Several causes for this increase are possible. The labor market has generally been tighter, leading to more job switching in general. In addition, more H‑1B workers are employed in the United States now for other employers to poach, and since the H‑1B cap has been so quickly met every year since 2014, there is more reason to poach. The government also made it somewhat easier to switch H‑1B jobs in 2017 by giving them a 60‐day grace period to find a new job after losing a job.
Finally, the jump in switching in 2021 is at least partially attributable to the record number of green card applications filed that year. After 180 days, H‑1B workers who have filed a green card application may change jobs without the employer being forced to restart the green card process, easing the job switching process. However, in 2022, the number of pending employment‐based green card applications declined from 2021, so this is only part of the story.

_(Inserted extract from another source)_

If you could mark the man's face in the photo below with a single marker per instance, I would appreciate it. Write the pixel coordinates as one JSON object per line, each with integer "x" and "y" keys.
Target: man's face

Of course, it is true that H‑1B workers are still not treated equally in the labor market. New H‑1B employers have to pay hefty fees to poach them, and the shortage of green cards for Indian workers can wrongly make those workers feel that they have to stick with their existing employer to complete that process. The best solution would be to make the conversion to a green card automatic rather than requiring a renewal after three years. The 60‐day grace period to find a new job is still not long enough to give many workers the confidence to simply quit a problematic job without a new one already lined up.
Despite these government‐imposed obstacles, the existence of widespread H‑1B job shifting further refutes the idea that H‑1B workers are “indentured” servants. The Pew Research Center reports that 2.1 percent of college graduates changed jobs per month in 2022. The population of H‑1B workers is estimated to be about 580,000. The data aren’t directly comparable, but with nearly 131,000 H‑1B transfers in 2022, this implies a monthly job change rate of 1.9 percent—lower, but nothing remotely like the hyperbolic claims of “indentured servitude.”
The fact is that the government has wrongly unleveled the playing field for H‑1B workers by erecting artificial barriers to job change, but options still exist to find better employment within the H‑1B system. The government should expand those options rather than try to reduce or eliminate these workers who contribute so significantly in the areas of science, technology, engineering, math, and medicine.
Note: This post is an update of an October 2022 post on the same subject using more up‐to‐date numbers.
 This was estimated pre‐pandemic, and it’s probably lower now since far more H‑1B workers received green cards in 2021 and 2022 than normal.